Open kcoyle opened 6 years ago
If the distinction I made at http://lists.w3.org/Archives/Public/public-dxwg-wg/2018May/0144.html between "profile description" and "profile definition(s)" makes sense, I would say that the URI should return the "profile description" (i.e., profile metadata, possibly in different formats - e.g., RDF & HTML), which includes links to the available profile definitions.
Andrea, although this has its own logic, this does not meet the use case provided for content negotiation. I think we need to hear from Ruben and Lars on this as it would seem to require an additional interaction beyond http. See https://w3c.github.io/dxwg/ucr/#ID2
Thanks, @kcoyle . So looking at the relevant UC, I guess that "the more detailed descriptions" are specifically referring to the HTTP response headers telling which are the available profiles and, for each of them, which formats are available.
The two things are not mutually exclusive: the URI can return both such HTTP headers and the profile metadata. And actually this is approach used in the GeoDCAT-AP API - quoting:
Besides the resulting RDF serialisation of the source ISO 19139 records, the API returns a set of HTTP
Link
headers, and the corresponding HTML LINK elements in the HTML+RDFa serialisation.
Relation type Type Title Target URI derivedfrom
application/xml
ISO 19139
The URL of the source document, containing the ISO 19139 records. profile
The media type of the document returned by the API. DCAT-AP
core
GeoDCAT-AP
extended
self
The media type of the document returned by the API. The name of the returned RDF serialisation. The URL of the document returned by the API. alternate
The media types of the alternative RDF serialisations supported by the API. The name of the relevant RDF serialisation. The URL of the document, encoded with the relevant RDF serialisation, as would be returned by the API.
Thanks, Andrea. This is very helpful. Now I hope that Lars & Ruben weigh in as to whether this fits with their concept of the requirements on servers in response to the headers they envision.
Only speaking for myself here (and hoping that @RubenVerborgh weighs in if he has a different view on this), the use of Link
headers (and html link
elements) to point clients to other representations definitely fits with the concept. My preferred solution would be a profile
relation type (i. e. not rel="profile"
but profile="https://example.org/profiles/1"

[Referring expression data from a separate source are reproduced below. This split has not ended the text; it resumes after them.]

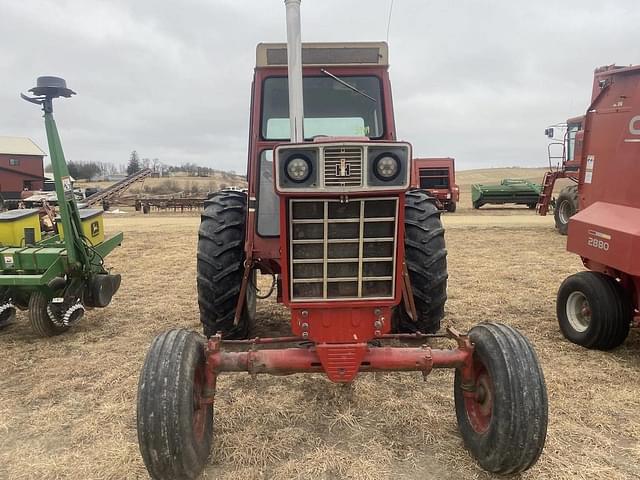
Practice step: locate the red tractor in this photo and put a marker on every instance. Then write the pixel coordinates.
(437, 176)
(356, 253)
(567, 204)
(596, 308)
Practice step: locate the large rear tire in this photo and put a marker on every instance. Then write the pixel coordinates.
(175, 427)
(566, 207)
(39, 318)
(594, 311)
(426, 259)
(504, 422)
(220, 266)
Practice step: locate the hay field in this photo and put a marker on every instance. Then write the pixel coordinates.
(67, 404)
(466, 178)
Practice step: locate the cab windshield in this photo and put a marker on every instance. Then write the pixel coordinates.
(344, 106)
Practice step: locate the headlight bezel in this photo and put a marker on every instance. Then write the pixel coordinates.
(380, 158)
(306, 160)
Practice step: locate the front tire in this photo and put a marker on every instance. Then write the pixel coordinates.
(566, 207)
(220, 266)
(175, 428)
(504, 422)
(593, 311)
(426, 259)
(39, 318)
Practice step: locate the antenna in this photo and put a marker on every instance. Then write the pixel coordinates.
(47, 88)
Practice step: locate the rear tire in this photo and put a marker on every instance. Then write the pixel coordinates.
(426, 259)
(593, 310)
(566, 207)
(504, 424)
(220, 266)
(175, 429)
(41, 323)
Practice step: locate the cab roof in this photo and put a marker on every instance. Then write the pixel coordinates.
(321, 54)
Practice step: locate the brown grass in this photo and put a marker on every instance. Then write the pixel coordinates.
(67, 404)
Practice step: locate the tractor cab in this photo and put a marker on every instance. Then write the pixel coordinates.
(347, 94)
(356, 254)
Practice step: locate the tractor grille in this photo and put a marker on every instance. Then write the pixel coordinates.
(342, 250)
(343, 166)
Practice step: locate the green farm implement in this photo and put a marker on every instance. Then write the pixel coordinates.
(509, 190)
(55, 275)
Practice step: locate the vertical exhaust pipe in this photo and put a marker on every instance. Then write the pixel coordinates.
(294, 63)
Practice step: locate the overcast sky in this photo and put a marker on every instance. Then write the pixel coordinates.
(477, 80)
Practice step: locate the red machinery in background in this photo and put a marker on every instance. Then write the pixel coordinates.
(438, 177)
(596, 308)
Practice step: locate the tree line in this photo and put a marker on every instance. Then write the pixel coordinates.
(93, 170)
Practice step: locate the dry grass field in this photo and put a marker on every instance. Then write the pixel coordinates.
(67, 404)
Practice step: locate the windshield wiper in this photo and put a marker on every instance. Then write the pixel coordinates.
(339, 80)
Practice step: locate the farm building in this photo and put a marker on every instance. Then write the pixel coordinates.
(21, 166)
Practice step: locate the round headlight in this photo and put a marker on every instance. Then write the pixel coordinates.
(386, 166)
(298, 168)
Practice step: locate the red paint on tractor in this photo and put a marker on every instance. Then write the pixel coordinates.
(341, 362)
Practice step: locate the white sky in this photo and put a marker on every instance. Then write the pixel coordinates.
(478, 80)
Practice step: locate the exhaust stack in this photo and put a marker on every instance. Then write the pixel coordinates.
(294, 63)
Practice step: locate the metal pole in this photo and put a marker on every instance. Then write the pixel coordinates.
(64, 190)
(294, 62)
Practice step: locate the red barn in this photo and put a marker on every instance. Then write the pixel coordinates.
(21, 166)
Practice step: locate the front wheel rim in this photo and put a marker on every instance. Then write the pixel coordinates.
(479, 406)
(578, 311)
(199, 405)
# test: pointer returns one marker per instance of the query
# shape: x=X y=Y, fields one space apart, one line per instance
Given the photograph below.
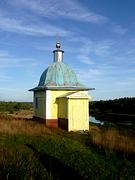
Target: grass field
x=29 y=150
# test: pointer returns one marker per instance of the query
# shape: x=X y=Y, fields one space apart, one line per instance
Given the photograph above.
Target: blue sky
x=98 y=37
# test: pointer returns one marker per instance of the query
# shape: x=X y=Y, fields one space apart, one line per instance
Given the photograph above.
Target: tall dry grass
x=112 y=139
x=109 y=138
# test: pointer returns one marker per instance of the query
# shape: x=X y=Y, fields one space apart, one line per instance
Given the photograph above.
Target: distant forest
x=119 y=106
x=14 y=106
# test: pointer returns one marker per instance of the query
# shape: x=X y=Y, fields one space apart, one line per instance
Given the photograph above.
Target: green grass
x=59 y=156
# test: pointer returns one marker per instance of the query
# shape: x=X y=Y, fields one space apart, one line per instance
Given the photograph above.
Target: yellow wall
x=78 y=114
x=54 y=102
x=63 y=108
x=39 y=111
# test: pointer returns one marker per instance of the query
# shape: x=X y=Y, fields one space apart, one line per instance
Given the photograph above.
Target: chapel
x=60 y=100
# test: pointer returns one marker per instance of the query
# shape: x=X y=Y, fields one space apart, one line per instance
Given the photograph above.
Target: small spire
x=58 y=53
x=58 y=45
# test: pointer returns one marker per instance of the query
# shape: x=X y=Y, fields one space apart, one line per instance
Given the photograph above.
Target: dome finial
x=58 y=53
x=58 y=45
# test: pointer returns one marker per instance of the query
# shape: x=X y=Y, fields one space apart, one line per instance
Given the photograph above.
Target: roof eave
x=42 y=88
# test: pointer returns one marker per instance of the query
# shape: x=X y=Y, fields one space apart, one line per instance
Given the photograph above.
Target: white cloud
x=10 y=24
x=119 y=29
x=65 y=9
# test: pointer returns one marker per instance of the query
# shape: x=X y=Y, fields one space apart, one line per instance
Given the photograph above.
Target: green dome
x=58 y=74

) just as @andrea-perego lists in his example (although I guess that there's a copy-and-paste error and that the profile is not about the media type...).

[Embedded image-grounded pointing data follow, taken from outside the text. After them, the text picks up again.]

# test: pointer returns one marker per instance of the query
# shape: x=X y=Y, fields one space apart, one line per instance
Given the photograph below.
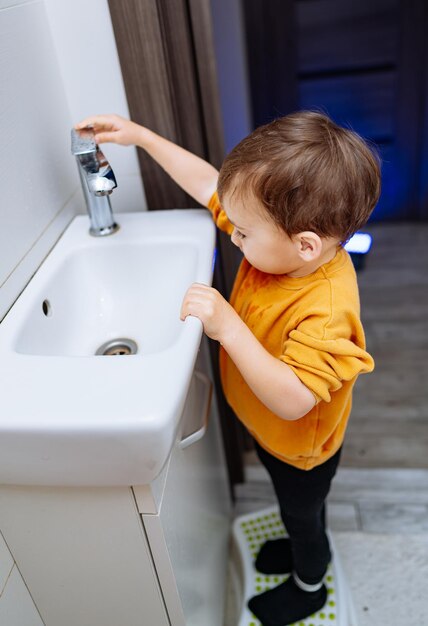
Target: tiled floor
x=378 y=505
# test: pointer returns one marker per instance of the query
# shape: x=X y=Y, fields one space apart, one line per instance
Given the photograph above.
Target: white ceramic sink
x=71 y=417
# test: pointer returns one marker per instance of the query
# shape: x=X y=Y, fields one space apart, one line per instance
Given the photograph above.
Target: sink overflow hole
x=46 y=307
x=118 y=347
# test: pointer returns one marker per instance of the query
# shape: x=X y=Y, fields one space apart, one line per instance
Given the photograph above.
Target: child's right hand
x=112 y=128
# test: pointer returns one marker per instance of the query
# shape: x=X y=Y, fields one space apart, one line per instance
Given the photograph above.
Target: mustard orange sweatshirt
x=311 y=323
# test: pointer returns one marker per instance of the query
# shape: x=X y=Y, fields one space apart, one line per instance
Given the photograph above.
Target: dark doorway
x=365 y=64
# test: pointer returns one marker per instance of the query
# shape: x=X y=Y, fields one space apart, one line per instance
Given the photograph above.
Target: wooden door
x=365 y=64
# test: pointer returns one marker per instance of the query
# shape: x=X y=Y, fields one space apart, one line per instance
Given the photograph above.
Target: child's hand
x=112 y=128
x=215 y=313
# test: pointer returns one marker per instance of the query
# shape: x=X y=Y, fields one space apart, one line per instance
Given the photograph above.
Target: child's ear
x=309 y=245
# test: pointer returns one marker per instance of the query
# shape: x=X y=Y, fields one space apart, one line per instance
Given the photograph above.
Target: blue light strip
x=359 y=243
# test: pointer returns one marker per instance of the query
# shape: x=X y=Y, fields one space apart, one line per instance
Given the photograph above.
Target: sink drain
x=118 y=347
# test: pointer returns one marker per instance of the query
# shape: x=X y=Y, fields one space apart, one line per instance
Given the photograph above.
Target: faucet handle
x=83 y=141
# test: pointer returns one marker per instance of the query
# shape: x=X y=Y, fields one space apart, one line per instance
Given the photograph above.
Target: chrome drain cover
x=118 y=347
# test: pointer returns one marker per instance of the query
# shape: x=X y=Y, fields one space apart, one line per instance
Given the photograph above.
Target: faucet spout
x=98 y=181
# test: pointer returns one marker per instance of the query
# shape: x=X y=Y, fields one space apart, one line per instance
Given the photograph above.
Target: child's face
x=265 y=246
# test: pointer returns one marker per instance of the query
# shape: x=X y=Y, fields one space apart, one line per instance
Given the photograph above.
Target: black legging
x=301 y=496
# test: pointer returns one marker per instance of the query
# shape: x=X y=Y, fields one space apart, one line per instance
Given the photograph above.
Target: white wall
x=58 y=63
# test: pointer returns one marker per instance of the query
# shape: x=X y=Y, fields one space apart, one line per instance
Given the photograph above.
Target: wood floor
x=389 y=421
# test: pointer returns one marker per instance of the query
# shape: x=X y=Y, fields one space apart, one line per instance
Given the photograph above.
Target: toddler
x=292 y=344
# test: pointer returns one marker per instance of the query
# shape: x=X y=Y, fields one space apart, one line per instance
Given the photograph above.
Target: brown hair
x=308 y=173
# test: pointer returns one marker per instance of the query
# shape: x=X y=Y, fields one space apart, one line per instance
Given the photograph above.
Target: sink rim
x=32 y=424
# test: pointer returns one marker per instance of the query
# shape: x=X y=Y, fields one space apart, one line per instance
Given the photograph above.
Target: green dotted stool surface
x=250 y=532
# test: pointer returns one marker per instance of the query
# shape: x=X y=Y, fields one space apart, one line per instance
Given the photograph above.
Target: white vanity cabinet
x=151 y=555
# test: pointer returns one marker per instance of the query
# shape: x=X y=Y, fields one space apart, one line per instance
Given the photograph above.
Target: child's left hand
x=215 y=313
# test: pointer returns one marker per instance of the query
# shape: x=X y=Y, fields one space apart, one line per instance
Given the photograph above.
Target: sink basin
x=70 y=414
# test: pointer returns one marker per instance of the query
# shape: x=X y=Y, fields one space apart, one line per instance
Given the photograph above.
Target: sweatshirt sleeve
x=324 y=364
x=219 y=216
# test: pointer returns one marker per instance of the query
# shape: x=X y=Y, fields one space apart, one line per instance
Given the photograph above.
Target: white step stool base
x=249 y=533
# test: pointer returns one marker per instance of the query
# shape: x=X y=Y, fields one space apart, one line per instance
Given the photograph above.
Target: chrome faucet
x=97 y=180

So I think we're on the same page here.
+1
Great, then we're on the same page
I have an additional question: I agree that for a basic request for an 'holistic' data container like RDF, the URI of the profile should return to the 'hub' description in profileDesc. But what if the request is for XML? And could it be that for a request for RDF, asking for a 'SHACL' profile (ouch, metaprofiling ahead!!!) then what would get returned would be an XML Schema, or a SHACL file?

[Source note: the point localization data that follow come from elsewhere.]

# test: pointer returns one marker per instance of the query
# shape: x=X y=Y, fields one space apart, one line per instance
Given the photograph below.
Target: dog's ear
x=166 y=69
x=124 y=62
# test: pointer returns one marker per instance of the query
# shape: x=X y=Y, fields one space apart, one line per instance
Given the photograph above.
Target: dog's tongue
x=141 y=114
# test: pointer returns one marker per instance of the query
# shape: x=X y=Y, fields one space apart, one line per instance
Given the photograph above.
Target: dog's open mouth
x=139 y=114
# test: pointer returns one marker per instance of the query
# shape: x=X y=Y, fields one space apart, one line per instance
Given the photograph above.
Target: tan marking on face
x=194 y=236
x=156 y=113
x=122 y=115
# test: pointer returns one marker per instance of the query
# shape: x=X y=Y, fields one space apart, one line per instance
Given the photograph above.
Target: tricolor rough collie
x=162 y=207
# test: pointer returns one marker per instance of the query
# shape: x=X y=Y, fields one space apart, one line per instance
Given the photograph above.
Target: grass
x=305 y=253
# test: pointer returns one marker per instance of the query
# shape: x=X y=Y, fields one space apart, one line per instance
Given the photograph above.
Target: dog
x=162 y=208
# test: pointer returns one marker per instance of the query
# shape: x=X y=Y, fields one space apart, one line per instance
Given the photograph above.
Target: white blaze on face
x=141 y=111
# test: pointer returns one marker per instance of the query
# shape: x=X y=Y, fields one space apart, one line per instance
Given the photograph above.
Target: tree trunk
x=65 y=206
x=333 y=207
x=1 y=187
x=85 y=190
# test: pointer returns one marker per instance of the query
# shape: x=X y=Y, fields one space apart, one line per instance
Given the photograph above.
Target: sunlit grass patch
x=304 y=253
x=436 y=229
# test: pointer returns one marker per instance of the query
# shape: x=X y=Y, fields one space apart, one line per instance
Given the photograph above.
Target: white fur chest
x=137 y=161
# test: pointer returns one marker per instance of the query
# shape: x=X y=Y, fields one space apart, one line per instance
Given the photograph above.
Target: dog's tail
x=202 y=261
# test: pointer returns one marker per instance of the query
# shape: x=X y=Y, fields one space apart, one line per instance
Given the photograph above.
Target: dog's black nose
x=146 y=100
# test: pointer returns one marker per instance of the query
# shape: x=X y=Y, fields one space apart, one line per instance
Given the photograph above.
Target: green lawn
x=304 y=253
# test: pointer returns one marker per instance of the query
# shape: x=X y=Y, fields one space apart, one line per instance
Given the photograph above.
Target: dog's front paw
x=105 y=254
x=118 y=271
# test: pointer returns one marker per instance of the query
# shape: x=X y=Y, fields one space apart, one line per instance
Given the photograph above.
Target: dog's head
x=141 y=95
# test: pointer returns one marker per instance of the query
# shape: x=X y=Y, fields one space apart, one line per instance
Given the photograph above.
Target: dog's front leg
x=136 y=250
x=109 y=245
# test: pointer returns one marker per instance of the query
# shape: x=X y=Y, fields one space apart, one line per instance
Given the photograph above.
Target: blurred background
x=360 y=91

(ouch, metaprofiling ahead!!!)
You said that like it's a bad thing :-) It's perfect that we can reuse the same mechanism on profiles too.
I agree with @RubenVerborgh . A profile is just another resource, and shouldn't be treated differently.
I'm probably missing some background discussion, but I'm not clear whether the current agreement is that a profile URI MUST or instead SHOULD be dereferenceable. I would be in favour of SHOULD, and to use MUST only for requiring a profile to have a URI (irrespective of whether it is dereferenceable or not).
+1 Lars, Ruben, Andrea. In terms of "SHOULD be dereferenceable", another way is to couch it in terms of functionality: if you want to do X then the profile MUST be dereferenceable; if it isn't dereferenceable, then you cannot do X. People should be able to choose what services and what functions they want to support, and to understand what they need to provide to get the services they desire.
@kcoyle said:
+1 Lars, Ruben, Andrea. In terms of "SHOULD be dereferenceable", another way is to couch it in terms of functionality: if you want to do X then the profile MUST be dereferenceable; if it isn't dereferenceable, then you cannot do X. People should be able to choose what services and what functions they want to support, and to understand what they need to provide to get the services they desire.
+10! (factorial :)
ok it seems we do have an agreement here!
Now should this requirement be added to the ones on our requirement working space at https://docs.google.com/document/d/13hV2tJ6Kg2Hfe7e1BowY5QfCIweH9GxSCFQV1aWtOPg ? Or perhaps we need to attach it to a use case before. I'm not yet sure we have one, though.
I'm not sure we've resolved this one completely. We have a requirement that profiles have identifiers, but the discussion here seems to be about what those identifiers resolve to. Can someone identify the relevant use case and find or create a requirement that fits this discussion? Thanks!
This issue is addressed by the use of URIs in conneg-by-ap and the provision of the profiles vocabulary and accepted requirements in the prof-guidance doc.
Does this mean that we do not need to address this in profile guidance?
I ask because it seems that this fits in to describing profiles as being sets of resources, and it would be necessary for the members of those sets to be available/linked from the profile identifier. Without this I don't know how we will have a platform to talk about the profile vocabulary, as this would be the motivation to include that in the guidance document.